Comment 25 Landon Fuller 2013-01-12 12:43:32 UTC
Oops. s/stack pointer/frame pointer/ in the objc_msgSend paragraph.
Comment 26 Dan Abramov 2013-01-12 12:54:57 UTC
Landon,

I'm sorry if my tone suggested I thought you were supporting PLCrashReport commercially. I know you don't and I'm very happy you took the time to write this up. What I meant to convey is that the amount of frustration caused by this problem far outweighs any concerns regarding purity of reports, contrary to the impression you might have gotten from my previous comment about native exceptions being important (they are, but something is better than nothing from a technical standpoint).

The community would benefit immensely if you and Xamarin found an option that satisfies everybody.

As for the explanation. I did not know it is possible to extract meaningful information from correlating registers with selector addresses within the binary. I don't know if this is applicable to MonoTouch but maybe one day it'll be helpful.
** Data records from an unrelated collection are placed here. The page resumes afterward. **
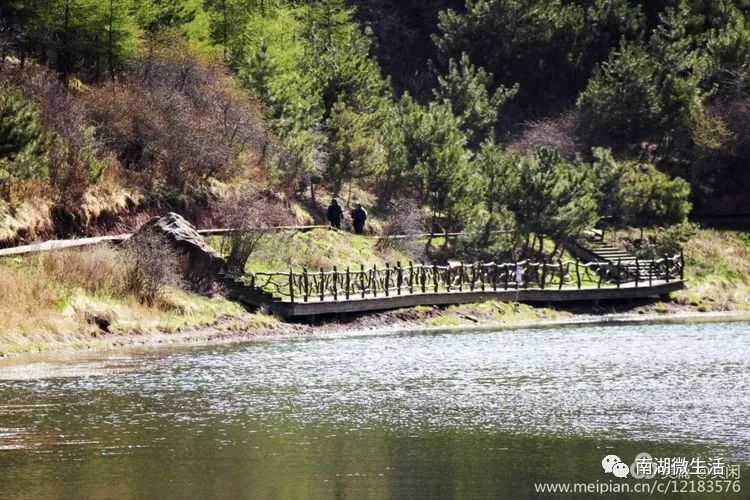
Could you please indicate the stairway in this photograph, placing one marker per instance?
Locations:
(598, 251)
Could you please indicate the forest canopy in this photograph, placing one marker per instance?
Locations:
(538, 117)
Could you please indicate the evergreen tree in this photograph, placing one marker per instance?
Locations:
(622, 98)
(21, 140)
(466, 88)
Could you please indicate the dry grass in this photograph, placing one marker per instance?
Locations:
(73, 295)
(718, 272)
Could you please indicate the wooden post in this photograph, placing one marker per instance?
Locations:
(306, 283)
(362, 280)
(335, 283)
(322, 284)
(617, 271)
(637, 271)
(348, 283)
(682, 265)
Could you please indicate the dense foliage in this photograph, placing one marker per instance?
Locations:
(535, 117)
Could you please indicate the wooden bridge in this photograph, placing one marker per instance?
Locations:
(309, 293)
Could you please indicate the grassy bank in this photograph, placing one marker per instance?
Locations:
(79, 298)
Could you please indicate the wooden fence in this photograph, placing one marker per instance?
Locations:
(374, 282)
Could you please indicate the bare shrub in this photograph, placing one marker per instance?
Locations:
(250, 215)
(405, 218)
(562, 133)
(176, 119)
(151, 267)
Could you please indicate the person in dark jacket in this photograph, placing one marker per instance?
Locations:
(335, 214)
(359, 216)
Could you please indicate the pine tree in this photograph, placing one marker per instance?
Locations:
(21, 140)
(467, 88)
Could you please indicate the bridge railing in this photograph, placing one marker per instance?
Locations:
(412, 278)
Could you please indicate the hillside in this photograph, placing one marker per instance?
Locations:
(518, 124)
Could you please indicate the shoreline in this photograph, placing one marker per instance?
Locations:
(207, 336)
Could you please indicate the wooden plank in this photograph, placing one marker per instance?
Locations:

I don't remember ever needing to go down this deep to find a problem yet.

I'll get back to you via email about the short-term fix and contracting options.

Thanks,
Dan
Comment 27 Dan Abramov 2013-01-24 05:45:53 UTC
Landon, Rolf and everybody,

Thanks for all your help and suggestions.
I shared our fix here:

http://stackoverflow.com/a/14499336/458193

Hope you can work it out internally sometime.

Dan
Comment 28 Rolf Bjarne Kvinge [MSFT] 2016-02-15 14:35:59 UTC
The workaround from comment #27 is good enough for the initial issue / reporter, so I'm closing this bug.

The only thing missing is support for accurate thread/process state (see comments #22 and comment #24), and for that I've opened a new enhancement request: bug #38765.